Sunday, April 7, 2019

Don't do it at all in the cloud or not




It’s rather incredible what a simple thing like DISTINCT can do the performance.  Recently I was tasked with improving performance on a query.  It was taking over an hour to complete.  Running the plan and watching SQL Monitor it was easy to see that the plan was spending the vast major of time on a SORT UNIQUE step.   It was sorting thru 1.4 Billion rows, so that is a lot of data to go thru.  But the worse part was there was the same number of rows going into the SORT UNIQUE as coming out.  Meaning, all the rows going in were already unique. 

Looking at the columns in the select list, one column (an ID type field) was part of a primary key for a table was in the select list.  The other column of the primary key was a numeric representation of a date, this second column of the primary key was not in the select list.  The actual date was stored as a separate column.  (Why they do this I have no idea, but there it is.)  And this date column was in the select list along with the ID column.  Because of this the ID and Date combination was unique.  The optimizer didn’t and couldn’t know this because those two columns were not the primary key definition.  Hence it had to do the UNIQUE step to find the unique values, which in this case was all entire set of rows.  Why it didn’t do a HASH UNIQUE I couldn’t figure out, that likely would have been faster than the SORT UNIQUE.   

But really the fastest way to do this was to not do it at all.  It was completely unnecessary. Removing the unneeded DISTINCT chopped off an hour of processing time.

Once again proving the fastest way to do anything is to not do it at all.

What I hope you get out of this is, know your data.  You will always know something the optimizer doesn’t know.  Use that knowledge to write a better query and help the optimizer make better choices.

Sunday, February 3, 2019

Changes in the cloud and on the ground

At the start of this year I embarked on a new adventure.  I’m now at Zione Solutions in a consulting role as a Senior Database Administrator and doing what I’ve been teaching for the past so many years.  It’s been quite a change, for one I am now using that strange new join syntax “LEFT OUTER JOIN … ON…” which I had successfully avoided for all these years.  It’s turned out to be harder than I expected to learn.  Also the queries I’ve been tuning are rather huge.  An average query is about 3-400 lines long, and the plans for these will easily be 1000 lines.   These are reporting queries the classic Data Warehouse type queries.  The smaller tables are millions of rows and 10’s of billions in a table is not uncommon.  Also it’s on Exadata.

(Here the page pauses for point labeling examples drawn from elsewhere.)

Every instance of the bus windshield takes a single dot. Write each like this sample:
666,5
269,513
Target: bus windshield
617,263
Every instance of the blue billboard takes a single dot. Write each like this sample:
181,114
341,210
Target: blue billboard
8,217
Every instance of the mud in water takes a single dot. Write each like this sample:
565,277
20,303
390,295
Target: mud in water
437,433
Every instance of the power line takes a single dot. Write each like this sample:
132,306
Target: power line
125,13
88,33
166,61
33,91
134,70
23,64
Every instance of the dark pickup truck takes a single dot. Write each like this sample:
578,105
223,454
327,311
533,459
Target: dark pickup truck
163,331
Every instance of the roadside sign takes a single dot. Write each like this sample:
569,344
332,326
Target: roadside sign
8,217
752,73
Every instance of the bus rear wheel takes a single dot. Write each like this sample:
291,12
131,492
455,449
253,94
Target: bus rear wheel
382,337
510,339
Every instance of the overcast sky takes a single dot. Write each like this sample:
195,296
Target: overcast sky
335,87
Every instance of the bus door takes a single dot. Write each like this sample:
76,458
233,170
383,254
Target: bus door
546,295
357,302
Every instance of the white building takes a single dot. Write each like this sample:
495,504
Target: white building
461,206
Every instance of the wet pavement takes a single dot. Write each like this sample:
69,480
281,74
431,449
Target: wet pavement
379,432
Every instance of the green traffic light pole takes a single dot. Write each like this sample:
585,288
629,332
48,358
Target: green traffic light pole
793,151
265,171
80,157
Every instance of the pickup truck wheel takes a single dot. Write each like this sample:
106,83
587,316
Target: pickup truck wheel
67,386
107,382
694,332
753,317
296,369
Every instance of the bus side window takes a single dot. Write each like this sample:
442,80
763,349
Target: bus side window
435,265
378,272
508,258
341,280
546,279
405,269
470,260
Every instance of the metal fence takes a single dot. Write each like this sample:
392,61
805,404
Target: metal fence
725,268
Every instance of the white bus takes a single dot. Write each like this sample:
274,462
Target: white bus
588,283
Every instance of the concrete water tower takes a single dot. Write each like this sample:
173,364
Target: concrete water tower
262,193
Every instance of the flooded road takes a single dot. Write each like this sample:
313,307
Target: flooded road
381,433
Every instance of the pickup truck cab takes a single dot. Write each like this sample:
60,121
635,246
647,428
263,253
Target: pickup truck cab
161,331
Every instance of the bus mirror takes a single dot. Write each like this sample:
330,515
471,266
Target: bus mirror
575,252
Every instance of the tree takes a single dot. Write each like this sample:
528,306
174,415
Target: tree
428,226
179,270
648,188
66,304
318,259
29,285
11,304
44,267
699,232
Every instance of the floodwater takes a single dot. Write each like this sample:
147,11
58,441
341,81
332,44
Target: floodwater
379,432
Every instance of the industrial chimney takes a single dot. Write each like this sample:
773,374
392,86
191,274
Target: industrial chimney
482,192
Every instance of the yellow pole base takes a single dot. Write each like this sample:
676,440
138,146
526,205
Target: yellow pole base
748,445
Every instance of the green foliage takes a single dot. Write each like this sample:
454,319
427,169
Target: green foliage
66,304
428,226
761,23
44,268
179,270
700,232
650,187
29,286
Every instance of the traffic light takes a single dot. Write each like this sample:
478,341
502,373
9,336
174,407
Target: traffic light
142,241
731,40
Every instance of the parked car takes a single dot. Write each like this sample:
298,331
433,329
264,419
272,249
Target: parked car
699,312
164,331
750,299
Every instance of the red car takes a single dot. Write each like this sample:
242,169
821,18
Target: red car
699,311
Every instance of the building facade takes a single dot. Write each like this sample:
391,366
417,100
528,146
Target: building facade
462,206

I’ve seen firsthand that what I’ve been teaching works.  

One of the most important things you can do when tuning a query is; let the numbers lead you to the problem.   Some folks can look at a query and, without running it, make a good guesses as to where the problem will likely be.  And that can work, however why bother?  Run the query and use a tool like SQL Monitor to see how the plan is executing.  In the SQL Monitor report the activity column is a great way to see which step is taking the most percentage of time.   Now you can see exactly where a query is spending all it’s time and then pound that nail down. 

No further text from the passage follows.